There has been a bit of a Twitterstorm lately over an article (warning: Business Insider link), in which the executive managing editor of Insider Inc., who "has hired hundreds of people over 10 years", describes her "easy test to see whether a candidate really wants the job and is a 'good egg'": Did they send a thank-you email?

This test has rightly been decried as a ridiculous form of gatekeeping, adding an unstated requirement to the hiring process. Personally I would agree that sending a thank-you note is polite, and also offers the opportunity to chase next steps and confirm timelines. However, I would not rule out a candidate just because I didn’t receive such a note – and I have also received overly familiar notes which put me off those candidates.

The reason these unstated rules are so important is because of the homogenising effect that they tend to have. Only people who are already familiar with "how things are done" are going to be hired or have a career, perpetuating inequality.

This effect has been borne out in a study recently summarised in The Atlantic:

> The name that we gave to the culture there was "studied informality" —nobody wore suits and ties, nobody even wore standard business casual. People were wearing sneakers and all kinds of casual, fashionable clothes. There was a sort of "right" way to do it and a "wrong" way to do it: A number of people talked about this one man — who was black and from a working-class background — who just stood out. He worked there for a while and eventually left. He wore tracksuits, and the ways he chose to be casual and fashionable were not the ways that everybody else did.
>
> There were all kinds of things, like who puts their feet up on the table and when they do it, when they swear — things that don’t seem like what you might expect from a place full of high-prestige, powerful television producers. But that was in some ways, I think, more off-putting and harder to navigate for some of our working-class respondents than hearing "just wear a suit and tie every day" might have been. The rules weren't obvious, but everybody else seemed to know them.

I have seen this mechanism in action myself – in much more trivial circumstances, I hasten to add.

> One day I was in the office and unexpectedly had to attend a customer meeting at short notice. I was wearing a shirt and a jacket, but I had no tie and had on jeans and sneakers. I apologised to the customer, and there was no issue.
>
> On the other hand, it happened to me to visit a "cool" cloud company in my normal business warpaint, and was told in the lift to remove my tie as "otherwise they won't listen to you"…
> Let's not even get into the high-school sociological aspects of people wearing the wrong shoes. Distinctions between suits are subtle, but it's obvious when someone is wearing cheap sneakers versus branded ones.

Instead of unstated and unspoken implicit rules like these, it is much better to have clear and explicit ones, which everyone can easily conform to, such as wearing a suit and tie (or female equivalent – and yes, I know that is its own minefield):

> In fact, suits & ties are actually the ultimate nerd apparel. You have to put some effort into shopping, sure, and they tend to cost a bit more than a random vendor T-shirt and ancient combats, but the advantage is that you can thereafter completely forget about wondering what to wear. You can get dressed in the dark and be sure that the results will be perfectly presentable. If you want you can go to a little bit more effort and inject some personality into the process, but the great thing is that you don’t have to. By wearing a suit & tie, you lead people to pay attention to what you say and do, not to what you are wearing. And isn’t that the whole point?

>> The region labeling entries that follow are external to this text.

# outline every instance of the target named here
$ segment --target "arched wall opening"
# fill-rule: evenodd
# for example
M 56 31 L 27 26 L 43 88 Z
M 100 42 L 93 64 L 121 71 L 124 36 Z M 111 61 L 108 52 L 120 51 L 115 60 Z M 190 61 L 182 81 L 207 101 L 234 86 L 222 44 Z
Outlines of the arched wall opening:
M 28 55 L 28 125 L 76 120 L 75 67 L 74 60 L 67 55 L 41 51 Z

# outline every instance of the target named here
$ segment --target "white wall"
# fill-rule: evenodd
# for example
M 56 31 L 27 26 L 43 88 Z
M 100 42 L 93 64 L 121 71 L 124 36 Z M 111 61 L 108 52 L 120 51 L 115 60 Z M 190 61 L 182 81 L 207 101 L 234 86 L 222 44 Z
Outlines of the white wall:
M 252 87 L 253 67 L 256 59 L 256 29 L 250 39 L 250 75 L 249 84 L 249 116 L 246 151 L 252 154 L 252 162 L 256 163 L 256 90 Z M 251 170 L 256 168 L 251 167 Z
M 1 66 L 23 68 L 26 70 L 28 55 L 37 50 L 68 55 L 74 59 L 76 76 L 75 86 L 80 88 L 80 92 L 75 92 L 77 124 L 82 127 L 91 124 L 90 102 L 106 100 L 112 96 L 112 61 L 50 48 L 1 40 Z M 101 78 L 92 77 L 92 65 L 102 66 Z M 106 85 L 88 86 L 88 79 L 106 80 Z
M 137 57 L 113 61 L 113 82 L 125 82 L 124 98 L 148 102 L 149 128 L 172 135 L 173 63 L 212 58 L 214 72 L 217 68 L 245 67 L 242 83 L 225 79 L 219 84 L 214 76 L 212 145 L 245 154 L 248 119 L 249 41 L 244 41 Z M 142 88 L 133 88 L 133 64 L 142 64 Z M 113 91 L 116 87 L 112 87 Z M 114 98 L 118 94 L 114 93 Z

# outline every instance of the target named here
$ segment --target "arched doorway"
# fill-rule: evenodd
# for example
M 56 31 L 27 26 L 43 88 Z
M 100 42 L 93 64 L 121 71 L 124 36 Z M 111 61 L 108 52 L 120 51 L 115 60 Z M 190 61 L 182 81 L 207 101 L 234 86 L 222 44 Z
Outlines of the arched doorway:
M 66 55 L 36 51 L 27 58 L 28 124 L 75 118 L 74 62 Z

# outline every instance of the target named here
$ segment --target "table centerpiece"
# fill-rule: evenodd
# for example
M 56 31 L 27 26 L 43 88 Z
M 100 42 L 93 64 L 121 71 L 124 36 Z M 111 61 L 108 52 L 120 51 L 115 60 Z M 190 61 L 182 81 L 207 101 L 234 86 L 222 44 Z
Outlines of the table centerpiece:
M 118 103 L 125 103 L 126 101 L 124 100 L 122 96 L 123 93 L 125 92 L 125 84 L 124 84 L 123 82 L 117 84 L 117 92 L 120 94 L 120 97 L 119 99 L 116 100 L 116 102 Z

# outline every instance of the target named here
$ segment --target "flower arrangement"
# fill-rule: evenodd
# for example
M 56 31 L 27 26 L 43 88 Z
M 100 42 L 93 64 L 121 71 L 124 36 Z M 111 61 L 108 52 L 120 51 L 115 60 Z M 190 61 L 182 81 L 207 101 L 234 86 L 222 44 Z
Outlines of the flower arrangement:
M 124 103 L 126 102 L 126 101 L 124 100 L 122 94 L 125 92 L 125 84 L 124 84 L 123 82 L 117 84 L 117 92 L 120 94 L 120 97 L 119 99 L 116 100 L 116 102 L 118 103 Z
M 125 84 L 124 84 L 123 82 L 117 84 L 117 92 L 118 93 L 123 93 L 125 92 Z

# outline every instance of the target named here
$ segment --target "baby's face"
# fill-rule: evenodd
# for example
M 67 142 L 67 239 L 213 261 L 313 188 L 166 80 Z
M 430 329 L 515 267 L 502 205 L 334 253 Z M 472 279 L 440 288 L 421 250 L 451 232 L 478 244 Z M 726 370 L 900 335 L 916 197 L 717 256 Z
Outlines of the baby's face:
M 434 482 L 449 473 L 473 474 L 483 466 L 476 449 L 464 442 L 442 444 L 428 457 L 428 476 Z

Another unstated gatekeeping mechanism is "culture fit". This is all but explicitly saying "I only want to hire people from my social/class background, and will exclude candidates with a different background.

Here I do think there is some subtlety that is worth exploring. I attempted to respond to the tweet above, but expressed myself poorly (always a risk on Twitter) and did not communicate my point well.

First of all, there is a collision here between "is this person like me" and "would I want to spend time socially with this person". I feel that the sort of people who do this implicit gatekeeping would indeed only want to associate with people from the same background as them, and so this question becomes problematic in that context.

However, some of the reactions to the original tweet appeared to me to take the objection too far, stating that looking for social compatibility at work was ipso facto wrong. Having made several friends through work, I disagree with that view. In fact, I would go so far as to say that my work friendships are influenced in no small part by the fact that my friends are good at their job, and the factors that make them good professionals are also the factors that make them good friends: intelligent, trustworthy, honest, high EQ, and so on.

The correlation is of course not 1:1; I have known many successful and effective professionals who are not my friends. However, by excluding these factors entirely from the decision matrix, I see a particular failure mode, which the fallacy that only people with abrasive personalities are effective, and therefore all people with abrasive personalities are good hires because they will be effective. It is not surprising that those sorts of people do not make friends at work.

The particular weight placed upon these factors may vary depending on which role in an organisation is being looked at. Customer-facing positions, where it is important to establish and maintain a rapport, may place particular emphasis on high EQ, for instance.

Of course the opposite failure mode is the one where everybody looks the same, dresses the same, went to the same schools – and only hires people exactly like them. This is why explicit rules and failsafes in the process are important, to avoid "culture fit" becoming – or remaining, if we’re honest – a fig leaf used to cloak institutional racism and classism.

As ever, the devil is in the details.